JJ act, 2015 is changing the reformative approach to that of a very penalising one. What is understood from the bill is that if a juvenile has the mental capacity to do a crime and understand why and what he has done it for then he should not be viewed separately from the adult and can be put in the same prison as since he is ‘seemingly’ adult-like then he is an adult under law. Thus he can take on the same punishments as that an adult would. But what the law does not take into consideration is what background might have the juvenile come from if he has to resort to such means. Why must he be criticised for what his society made him? Why shouldn’t he have the chance to repent and improve himself to make his life, the lives of others and the future of his country better? Reformation is something that should be done to child offenders as there is always a high probability that they did whatever that they did due to a mob-like mentality. They don’t take into consideration a lot of things that a normal adult in his/her circumstance would because his/her mind is immature and is not capable of understanding the scope of whatever is being done by him and the effect it will have on his life and the lives of people around.
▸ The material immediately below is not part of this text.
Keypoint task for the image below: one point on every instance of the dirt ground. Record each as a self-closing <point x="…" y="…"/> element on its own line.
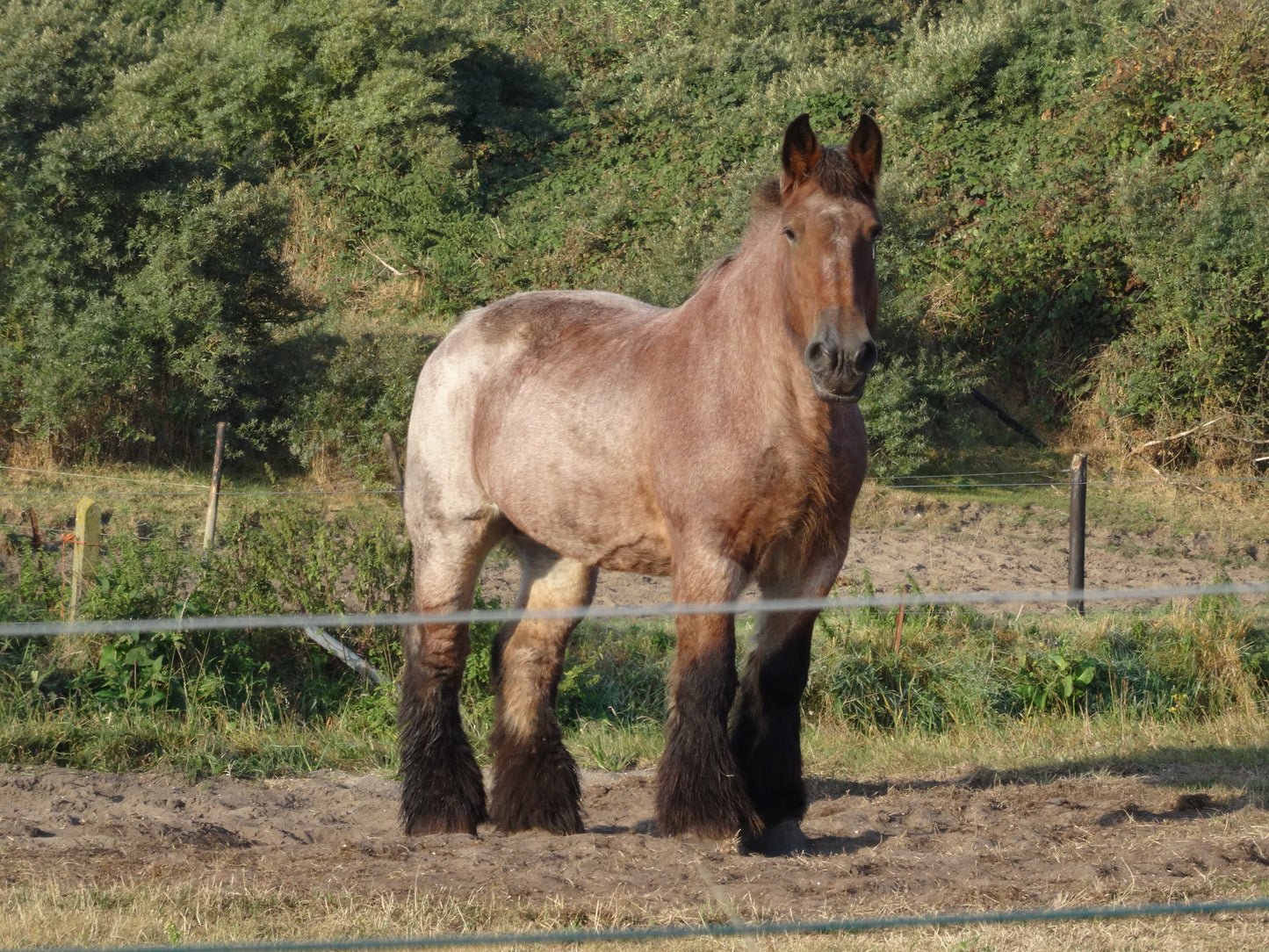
<point x="967" y="840"/>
The child is the most precious asset of a Country and not letting them become their best is not fair to them because there is no guarantee why they did what they did, after all, they are still just children.
V. Venkatesan, and T. K. Rajalaksmi. “Of Juveniles and Justice.” Frontline22 Jan. 2016: 4-14
 Sanjay Suri & Anr. V. Delhi Administration,Delhi & Anr. 1988 SCC (Cri) 248
 Ex. Gnr.Ajit Singh v. Union of India 2004 Cr LJ 3994
 Subramanian Swamy & Ors. V. Raju thr. Member Juvenile Justice Board & Anr. (2014) 8 SCC 390
 “Justice Verma Panel against Reducing Juvenile Offenders’ Age.” The Times of India [New Delhi] 24 Jan. 2013: n. pag, The Times of India. 24 Jan. 2013. Web. 21 Jan. 2013.